Why? It is simple, says the soon-to-be Harlem Elementary School fifth grader.
“I’m only in the fourth grade, but I still have to be ready to go to college,” he explained. “It’s really important to go so I can get smarter, get a degree, a real job and some money.”
Just weeks before his late June visit to the university’s central campus, Logan had penned a handwritten letter addressed directly to the UH president. He needed information. More specifically, he needed materials regarding the university’s mechanical engineering program.
For, as he puts it, “engineers build amazing things," and he just might like to be one someday.
He did, after all, recently toss out his other prospects—racecar driving; it was just too dangerous, and work as a magician that was just not lucrative.
So when his elementary school had its college week shortly before the summer break he wrote a letter to what he calls his first college choice—UH.
He heard a lot about the university, he said. In fact, his Aunt Nikki Craft earned her bachelor’s degree in civil engineering at UH in 1996.
So far, he has the credentials to follow in her footsteps. Great grades. A love of math, science and, even better, a mind interested in how to build and make things work.
He spends hours, he admits, on his PlayStation 3 challenging himself to the game “Little Big Planet” where he builds elaborate cars and tanks. This is in addition to the time he devotes to constructing new things from his Legos.
So flanked by his father, Neal; mother, Linda; sister, Micah and both the chair and associate chair of the department of mechanical engineering, the shaggy haired blond expressed nothing but enthusiasm as he walked the halls of two of the college’s engineering buildings on his tour.
He learned about shape memory alloys—pushing buttons on one demonstration to heat up cables, affecting their stiffness and allowing him to move a metal arm.
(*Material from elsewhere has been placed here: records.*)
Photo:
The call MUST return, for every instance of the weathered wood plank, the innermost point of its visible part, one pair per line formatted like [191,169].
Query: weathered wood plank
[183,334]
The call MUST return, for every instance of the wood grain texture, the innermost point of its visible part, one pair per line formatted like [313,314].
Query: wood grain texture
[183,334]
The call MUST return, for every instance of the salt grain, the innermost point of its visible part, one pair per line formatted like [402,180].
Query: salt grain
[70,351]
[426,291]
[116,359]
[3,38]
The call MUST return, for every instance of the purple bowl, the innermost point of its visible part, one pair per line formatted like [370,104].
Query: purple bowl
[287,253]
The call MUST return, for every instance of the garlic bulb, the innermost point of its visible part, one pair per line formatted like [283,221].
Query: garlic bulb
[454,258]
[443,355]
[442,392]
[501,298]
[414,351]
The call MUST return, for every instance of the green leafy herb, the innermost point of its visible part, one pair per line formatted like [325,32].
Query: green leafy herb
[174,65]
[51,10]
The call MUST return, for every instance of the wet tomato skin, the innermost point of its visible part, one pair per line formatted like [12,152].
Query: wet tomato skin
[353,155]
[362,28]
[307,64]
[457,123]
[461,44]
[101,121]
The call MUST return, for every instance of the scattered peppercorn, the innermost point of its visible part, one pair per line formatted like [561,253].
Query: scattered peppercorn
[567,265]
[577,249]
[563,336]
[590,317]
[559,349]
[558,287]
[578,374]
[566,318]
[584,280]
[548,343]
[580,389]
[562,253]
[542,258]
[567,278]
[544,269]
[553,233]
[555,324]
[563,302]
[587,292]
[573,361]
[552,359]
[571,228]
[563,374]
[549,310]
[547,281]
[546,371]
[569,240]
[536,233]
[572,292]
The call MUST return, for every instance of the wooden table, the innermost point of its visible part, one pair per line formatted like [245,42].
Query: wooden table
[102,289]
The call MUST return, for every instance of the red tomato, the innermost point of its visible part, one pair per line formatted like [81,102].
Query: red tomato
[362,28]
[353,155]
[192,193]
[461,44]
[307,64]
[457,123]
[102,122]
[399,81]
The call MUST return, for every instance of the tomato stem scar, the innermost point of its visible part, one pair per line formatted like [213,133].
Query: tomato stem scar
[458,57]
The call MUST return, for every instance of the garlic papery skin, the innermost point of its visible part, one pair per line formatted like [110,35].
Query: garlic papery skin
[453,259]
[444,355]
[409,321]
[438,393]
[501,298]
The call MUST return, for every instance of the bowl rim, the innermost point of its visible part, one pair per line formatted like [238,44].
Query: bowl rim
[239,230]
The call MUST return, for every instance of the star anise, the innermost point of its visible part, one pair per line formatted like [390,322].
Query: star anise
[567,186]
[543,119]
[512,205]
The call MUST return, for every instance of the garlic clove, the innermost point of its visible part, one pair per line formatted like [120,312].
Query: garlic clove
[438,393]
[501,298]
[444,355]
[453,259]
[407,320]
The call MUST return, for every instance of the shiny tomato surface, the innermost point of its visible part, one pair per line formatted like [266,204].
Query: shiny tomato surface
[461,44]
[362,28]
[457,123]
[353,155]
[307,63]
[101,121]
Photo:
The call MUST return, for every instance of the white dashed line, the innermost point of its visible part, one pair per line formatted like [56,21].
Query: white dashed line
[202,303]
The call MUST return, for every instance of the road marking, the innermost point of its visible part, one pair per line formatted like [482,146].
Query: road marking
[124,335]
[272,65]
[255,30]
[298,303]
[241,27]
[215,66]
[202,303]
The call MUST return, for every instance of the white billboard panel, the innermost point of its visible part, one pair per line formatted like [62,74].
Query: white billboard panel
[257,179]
He saw a wind tunnel, classrooms, even sat in the department chair’s office.
The tour ended with the Baytown native jumping around in excitement, a wide grin growing over his face. He was happy with his first choice. His parents were, too.
Quite possibly UH’s youngest prospective student, Logan did not seem to care that he was about eight years too early. Because as Logan said he learned from his mother, “you should always be prepared.”